Leukotriene A(4) (LTA(4)) is a highly reactive electrophilic intermediate formed during the biosynthesis of the lipid mediators leukotriene B(4) and leukotriene C(4). Deoxynucleosides were found to react as nucleophiles with LTA(4) in aqueous solutions as assessed by UV spectroscopy and electrospray ionization mass spectrometry.
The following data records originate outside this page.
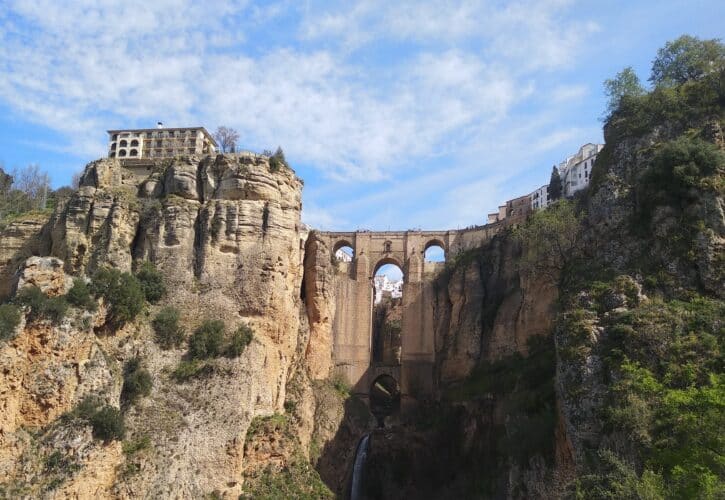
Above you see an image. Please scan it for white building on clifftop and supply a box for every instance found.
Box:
[559,143,604,198]
[108,126,217,159]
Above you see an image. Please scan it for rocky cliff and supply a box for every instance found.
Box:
[0,155,302,498]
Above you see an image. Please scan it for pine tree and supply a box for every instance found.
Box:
[549,165,561,201]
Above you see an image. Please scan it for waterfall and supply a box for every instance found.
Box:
[350,434,370,500]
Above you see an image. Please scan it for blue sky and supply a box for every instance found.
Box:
[0,0,725,230]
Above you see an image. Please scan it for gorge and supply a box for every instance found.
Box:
[0,45,725,498]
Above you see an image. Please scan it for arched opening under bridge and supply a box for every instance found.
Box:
[423,240,446,262]
[332,240,355,262]
[371,258,404,366]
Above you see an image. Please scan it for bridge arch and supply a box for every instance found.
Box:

Aqueous solutions of native DNA and RNA were also found to react with LTA(4) as assessed by mass spectrometric analysis of the constituent nucleosides derived from enzymatic hydrolysis of the nucleic acids. The most abundant adducts were observed for guanine- and adenine-containing deoxynucleosides and nucleosides. At neutral pH, these reactions led to an overall modification of deoxyguanosine/guanosine residues in DNA and RNA at 15 +/- 1 adducts/10(7) bases and 230 +/- 20 adducts/10(7) bases, respectively, determined by quantitative assay using stable isotope-labeled LTA(4)-nucleoside adduct. An estimation of the relative reactivity of LTA(4) with each of the purine and pyrimidine bases in DNA and RNA was carried out by comparisons of the mass spectral ion abundance of the different adducts (LTA(4)-dAdo, LTA(4)-dCyd, LTA(4)-Thd, LTA(4)-Ado, LTA(4)-Cyd, and LTA(4)-Urd) to the ion signal of known amounts of LTA(4)-dGuo and LTA(4)-Guo standards. The data were corrected for different mass spectrometric response factors that were experimentally determined for each adduct product. The structures of the two most abundant LTA(4)-Guo products were determined by NMR, UV spectroscopy, and mass spectrometry to be 5-hydroxy,12-[Guo-N(2)-yl]-6,8,11,14-eicosatetraenoic acid. Stimulation of human neutrophils with calcium ionophore led to the covalent modification of DNA within the cell as determined by mass spectrometric analysis of lipophilic nucleosides obtained after hydrolysis of extracted DNA. These observations, combined with the intracellular site of 5-lipoxygenase translocation and LTA(4) biosynthesis at the nuclear envelope, suggest that LTA(4) may have access to DNA and RNA within cells and furthermore modify nucleic acids in situ following the activation of 5-lipoxygenase and initiation of LTA(4) biosynthesis.